New Money Moving into Bitcoin
There are plenty of commentators who’ve made solid arguments for Bitcoin posting huge gains again in the near future in recent days. An April 1 article on Bitcoinist notes that the US Dollar has historically lost over 3% of its value year-on-year, and that Bitcoin has long since massively surpassed parity with the US Dollar. The article argues that as the US Federal Reserve continues to print more US Dollars, its value will continue to fall relative to other assets, meaning a higher US Dollar valuation for Bitcoin. Bitcoinist notes that Bitcoin’s strong performance in Q1 2020 coincides with similarly strong performances for stocks and bonds, as “central banks have pumped almost $1 trillion in liquidity into global markets.” The article goes on to reference a bold claim that central bank quantitative easing will pump Bitcoin to a $100 trillion market cap. With the recent price pump pushing Bitcoin briefly above $13 billion, there’s a long way to go to reach this lofty goal.
— planB (@100trillionUSD) March 31, 2019
Others, such as Digital Currency Group founder and CEO Barry Silbert, have predicted that a number of upcoming Silicon Valley IPOs will pump considerable additional funds into cryptocurrencies, with Bitcoin being one of the main beneficiaries. This may already have happened, with shares in the ride-sharing services Lyft being publicly tradeable since Friday. As reported by The New York Times, Lyft debuted on the stock exchange at $72 a share. After an initial pump, the price quickly fell of, dropping to $69.01 by close of trading on Monday. One beneficiary of the IPO is Andreessen Horowitz, who acquired Lyft shares several years pre-IPO at $4.25 apiece and – as reported by The Block Crypto – is a major investor in cryptocurrencies. This is, of course, not to say that Horowitz had any involvement in Bitcoin’s sudden surge. But the crossover of investors in Silicon Valley start-ups and cryptocurrencies is considerable.
Billions of dollars in private company stock is becoming liquid via IPOs this year. The crypto asset class is going to be a huge beneficiary
— Barry Silbert (@barrysilbert) March 29, 2019
So What Caused the Surge? And Will it be Sustained?

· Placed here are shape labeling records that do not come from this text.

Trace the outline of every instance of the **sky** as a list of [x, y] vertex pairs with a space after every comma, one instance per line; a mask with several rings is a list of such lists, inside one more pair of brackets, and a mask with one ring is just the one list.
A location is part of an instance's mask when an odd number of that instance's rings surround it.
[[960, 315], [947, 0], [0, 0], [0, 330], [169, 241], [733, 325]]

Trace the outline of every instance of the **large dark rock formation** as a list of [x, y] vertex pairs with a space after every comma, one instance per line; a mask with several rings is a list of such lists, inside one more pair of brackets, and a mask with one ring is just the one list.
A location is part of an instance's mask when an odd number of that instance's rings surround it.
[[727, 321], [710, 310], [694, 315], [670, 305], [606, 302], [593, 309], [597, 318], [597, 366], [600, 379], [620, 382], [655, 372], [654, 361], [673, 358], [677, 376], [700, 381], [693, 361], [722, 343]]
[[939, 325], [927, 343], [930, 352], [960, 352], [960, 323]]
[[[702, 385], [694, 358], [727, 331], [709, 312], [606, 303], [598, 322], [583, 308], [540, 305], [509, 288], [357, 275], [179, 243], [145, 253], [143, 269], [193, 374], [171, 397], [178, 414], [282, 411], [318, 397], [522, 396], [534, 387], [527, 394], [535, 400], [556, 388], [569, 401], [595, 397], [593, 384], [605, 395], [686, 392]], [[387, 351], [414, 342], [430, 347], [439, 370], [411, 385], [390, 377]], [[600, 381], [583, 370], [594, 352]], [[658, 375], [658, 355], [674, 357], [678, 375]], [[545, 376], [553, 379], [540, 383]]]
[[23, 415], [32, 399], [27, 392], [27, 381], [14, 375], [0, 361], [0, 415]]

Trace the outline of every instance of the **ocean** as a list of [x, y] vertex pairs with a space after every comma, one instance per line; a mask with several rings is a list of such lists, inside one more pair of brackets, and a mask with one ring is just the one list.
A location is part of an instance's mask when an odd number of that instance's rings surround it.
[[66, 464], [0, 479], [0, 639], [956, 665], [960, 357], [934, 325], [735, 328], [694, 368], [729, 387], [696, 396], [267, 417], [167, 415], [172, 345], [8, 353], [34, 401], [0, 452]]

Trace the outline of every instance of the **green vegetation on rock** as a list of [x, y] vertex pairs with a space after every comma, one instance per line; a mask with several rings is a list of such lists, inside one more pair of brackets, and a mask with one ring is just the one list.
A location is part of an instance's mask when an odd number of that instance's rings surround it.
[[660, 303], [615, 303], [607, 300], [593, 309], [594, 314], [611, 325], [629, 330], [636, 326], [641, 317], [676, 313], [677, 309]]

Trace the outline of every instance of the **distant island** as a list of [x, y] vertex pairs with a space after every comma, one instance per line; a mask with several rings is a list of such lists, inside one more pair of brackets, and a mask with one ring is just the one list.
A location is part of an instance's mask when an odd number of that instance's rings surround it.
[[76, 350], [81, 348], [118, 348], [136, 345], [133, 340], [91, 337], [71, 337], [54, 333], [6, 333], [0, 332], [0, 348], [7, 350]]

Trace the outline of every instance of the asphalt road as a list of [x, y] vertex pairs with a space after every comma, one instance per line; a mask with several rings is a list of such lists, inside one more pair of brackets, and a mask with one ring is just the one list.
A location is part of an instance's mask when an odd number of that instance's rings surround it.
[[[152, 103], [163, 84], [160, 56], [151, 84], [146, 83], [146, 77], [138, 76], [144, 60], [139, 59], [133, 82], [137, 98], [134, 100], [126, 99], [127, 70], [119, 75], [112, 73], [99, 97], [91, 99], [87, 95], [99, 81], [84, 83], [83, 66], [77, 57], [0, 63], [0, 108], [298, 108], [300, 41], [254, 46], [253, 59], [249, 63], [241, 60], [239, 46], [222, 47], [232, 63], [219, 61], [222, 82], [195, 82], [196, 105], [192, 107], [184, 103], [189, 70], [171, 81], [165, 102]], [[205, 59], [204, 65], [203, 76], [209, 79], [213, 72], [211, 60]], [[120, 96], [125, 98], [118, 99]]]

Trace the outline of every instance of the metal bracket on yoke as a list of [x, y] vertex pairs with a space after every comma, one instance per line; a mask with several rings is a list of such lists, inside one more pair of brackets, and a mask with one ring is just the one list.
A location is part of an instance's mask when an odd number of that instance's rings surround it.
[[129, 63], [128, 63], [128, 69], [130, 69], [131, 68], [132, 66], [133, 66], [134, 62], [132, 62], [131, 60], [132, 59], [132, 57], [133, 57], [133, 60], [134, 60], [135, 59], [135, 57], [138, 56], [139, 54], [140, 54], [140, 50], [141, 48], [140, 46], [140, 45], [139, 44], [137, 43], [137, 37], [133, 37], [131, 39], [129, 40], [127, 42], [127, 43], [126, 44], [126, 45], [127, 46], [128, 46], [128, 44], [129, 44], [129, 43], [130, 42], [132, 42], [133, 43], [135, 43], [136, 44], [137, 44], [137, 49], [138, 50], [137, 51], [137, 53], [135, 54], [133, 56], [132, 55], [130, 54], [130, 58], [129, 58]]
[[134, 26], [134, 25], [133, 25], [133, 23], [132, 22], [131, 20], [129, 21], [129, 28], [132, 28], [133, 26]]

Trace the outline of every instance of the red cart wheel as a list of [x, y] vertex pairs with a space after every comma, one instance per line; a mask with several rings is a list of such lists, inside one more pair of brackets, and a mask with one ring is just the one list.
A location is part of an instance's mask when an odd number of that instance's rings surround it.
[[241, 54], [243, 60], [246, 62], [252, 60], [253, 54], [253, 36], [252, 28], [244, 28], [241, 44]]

As Bitspark CEO George Harrap told Bloomberg, the reason for Bitcoin’s sudden price movement is “anybody’s guess at the moment.” The sharpness of the increase suggests that market manipulation is a pretty likely explanation, though the fact that Bitcoin’s sudden jump coincided with Lyft’s strong first-day stock exchange performance is another factor worth considering. Added to Bitcoin’s growth over the past 3 months, bulls will be feeling confident that this is a start of a sustained period of growth for cryptocurrency prices.